Das Brandenburger Innenministerium geht von einer einstelligen Zahl an Gefährdern im Land aus. „Für das Land Brandenburg ist eine mittlere einstellige Zahl von Personen als Gefährder des Phänomenbereichs 'Religiöse Ideologie' eingestuft“, teilte das Ministerium der Deutschen Presse-Agentur mit. Konkrete Erkenntnisse zu möglichen Gefährdungen einzelner Veranstaltungen in Brandenburg gebe es derzeit nicht. Der Verfassungsschutz geht von einem islamistischen Potenzial von 260 Personen aus, darunter gelten 200 als gewaltbereit. Die „Märkische Allgemeine“ hatte zuvor über die Zahlen berichtet.
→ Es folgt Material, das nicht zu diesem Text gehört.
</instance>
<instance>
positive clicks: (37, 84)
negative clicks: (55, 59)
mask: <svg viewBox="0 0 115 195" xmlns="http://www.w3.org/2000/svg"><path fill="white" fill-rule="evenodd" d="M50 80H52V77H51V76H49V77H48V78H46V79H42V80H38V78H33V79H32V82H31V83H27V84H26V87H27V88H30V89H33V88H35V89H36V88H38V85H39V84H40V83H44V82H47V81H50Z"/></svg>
Reaktion auf den CSD-Anschlag
Nach dem Anschlag am Rande des Christopher Street Days (CSD) in Berlin stellt das Innenministerium die Einsatzpläne für Brandenburg auf den Prüfstand. Der Anschlag werde zum Anlass genommen, das Einsatzkonzept der Polizei auch in Abstimmung mit den Organisatoren der CSD-Veranstaltungen im Einzelfall auf möglicherweise nötige ergänzende Maßnahmen zu überprüfen, sagte ein Ministeriumssprecher. Die Sicherheit der CSD-Veranstaltungen stehe weiter im Fokus der Polizei.
Der CSD in Berlin wurde am Samstagabend abgebrochen, nachdem ein Auto am Rande in eine Menschenmenge gefahren war. Eine Frau wurde getötet, 29 Menschen wurden verletzt. Der 21-jährige mutmaßliche Täter Abdul B., ein Deutscher mit libanesischen Wurzeln und Verbindungen zum islamistischen Terror, wurde am Sonntagabend bei einem Polizeieinsatz getötet.
Wandel der islamistischen Szene
Die islamistische Szene in Brandenburg ist nach Einschätzung des Innenministeriums in einem stetigen Wandel. In den vergangenen Jahren lasse sich eine zunehmende Rekrutierung von Jugendlichen und Heranwachsenden feststellen. Diese Entwicklung stelle die Sicherheitsbehörden vor neue Herausforderungen, da junge Menschen oft leichter radikalisierbar seien.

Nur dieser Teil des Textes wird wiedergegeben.